PS. Vergesse erst einmal das Nord Pier dort ist es egal welche Seite, oder Du must vor Ort Bleie gießen  :e Dort sind die Holländer eindeutig im Vorteil nun ja die Wohnen ja auch dort


----------



## gardeur (1. Juni 2004)

*AW: Holland Ijmuiden Die Super Mole*

Hallo Leute,
bin aus Holland zurück. Was soll ich schreiben. Sonntag Morgen angekommen und Ententeichwetter mit Dauerregen vorgefunden. Also erstmal zur Mole raus um die Lage zu checken und zu schauen auf was die Einheimischen so angeln. Die meisten (von 8  )waren auf Wolfsbarsch oder Hornie aus. Hatten aber nichts gefangen. Der rest auf Grund auch ohne Fang. Ich hab dann erstmal unser Hotel bezogen und mir Sand und Seeringelwürmer besorgt. Da das Wetter nicht besser wurde und auch der Wind nicht zunahm habe ich meinen ersten Angelversuch spontan auf Montag morgen verlegt und bin mit meiner Frau im Hotel geblieben. 

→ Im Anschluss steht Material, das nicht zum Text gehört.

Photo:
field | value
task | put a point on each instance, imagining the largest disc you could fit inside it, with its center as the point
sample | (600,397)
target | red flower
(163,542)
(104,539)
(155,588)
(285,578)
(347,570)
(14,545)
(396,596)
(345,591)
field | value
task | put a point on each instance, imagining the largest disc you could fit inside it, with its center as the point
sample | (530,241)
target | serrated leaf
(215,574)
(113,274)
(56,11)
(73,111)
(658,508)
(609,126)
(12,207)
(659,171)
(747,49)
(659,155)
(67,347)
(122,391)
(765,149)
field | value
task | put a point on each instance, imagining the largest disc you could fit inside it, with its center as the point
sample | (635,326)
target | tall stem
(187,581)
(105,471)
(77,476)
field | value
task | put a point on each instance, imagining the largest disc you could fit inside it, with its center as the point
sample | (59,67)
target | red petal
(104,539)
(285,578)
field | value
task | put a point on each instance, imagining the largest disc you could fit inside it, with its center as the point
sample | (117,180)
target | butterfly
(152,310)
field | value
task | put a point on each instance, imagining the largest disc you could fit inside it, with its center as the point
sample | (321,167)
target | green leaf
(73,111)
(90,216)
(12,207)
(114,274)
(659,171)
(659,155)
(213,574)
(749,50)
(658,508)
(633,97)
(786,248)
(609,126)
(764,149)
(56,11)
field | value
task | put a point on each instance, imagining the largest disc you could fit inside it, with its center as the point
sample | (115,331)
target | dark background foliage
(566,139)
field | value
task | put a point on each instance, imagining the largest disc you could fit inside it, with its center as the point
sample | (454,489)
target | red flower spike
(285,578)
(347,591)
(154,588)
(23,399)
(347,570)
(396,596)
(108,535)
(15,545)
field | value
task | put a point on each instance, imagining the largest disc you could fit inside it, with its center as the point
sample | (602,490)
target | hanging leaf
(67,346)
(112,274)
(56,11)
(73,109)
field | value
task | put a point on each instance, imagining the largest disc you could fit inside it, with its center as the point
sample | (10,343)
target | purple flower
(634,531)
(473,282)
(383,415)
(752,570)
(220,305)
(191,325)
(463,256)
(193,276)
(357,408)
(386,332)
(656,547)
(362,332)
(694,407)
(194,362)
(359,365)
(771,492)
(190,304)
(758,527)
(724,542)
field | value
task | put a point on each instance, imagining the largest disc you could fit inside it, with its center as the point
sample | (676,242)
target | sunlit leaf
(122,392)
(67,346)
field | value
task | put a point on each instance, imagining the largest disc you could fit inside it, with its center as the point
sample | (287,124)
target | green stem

Montag morgen aufbruch zur Süd-Pier!!!
Jungs das ist ja mit dem ganzen geraffels echt ein Monster weg. Ist mit Sonntags garnicht so aufgefallen. Wir sind bis Kilometer 2450 nach vorne gelaufen und haben einen vermeidlich guten Platz nach aussen gefunden. Wasser war zu dem Zeitpunkt noch ablaufend und es zog eine ordentliche Strömung Seewärts. Dreibein aufgebaut und Angeln montiert. Direkt der erste Schreck. Die Sandwürmer hatten sich in eine braune Masse verwandelt obwohl sie übernacht in der Kühlbox mit Zeitungspapier gelagert waren. Da hat wohl der Händler nen dummen gefunden :r . Was solls also nur Seeringel an die Montage und geschmeidig gen Horrizont. Das ganze Geschirr trieb trotz 175gr. Krallenblei innerhalb von Sekunden ca 100 Meter Seewärts. Auch gut war ja schön weit draussen. Kein zupfer nichts nach einer halben Stunden alles wieder eingeholt und da fing der Stress an HÄNGER :e . Ich hab mir über den Tag 6 Montagen abgerissen. Der Platz war vor mir ( vom Müll ausgehend ) von einigen schon genutzt worden. Naja was solls, war ein Super Tag und ich hab auch TOLL gefangen. 

4 Montage von Vorgängern   
3 Seesterne  #6 

Hab mich bei den anderen umgesehen. Montagen waren gleich. Alle die vor mir auf dem Pier standen waren Schneider nur weiter draussen wurde vereinzelt was gefangen. Lag wohl am schönen Wetter. Ich werde auf jedenfall beim nächstenmal weiter draussen aussen oder auf Höhe 2000 innen fischen. 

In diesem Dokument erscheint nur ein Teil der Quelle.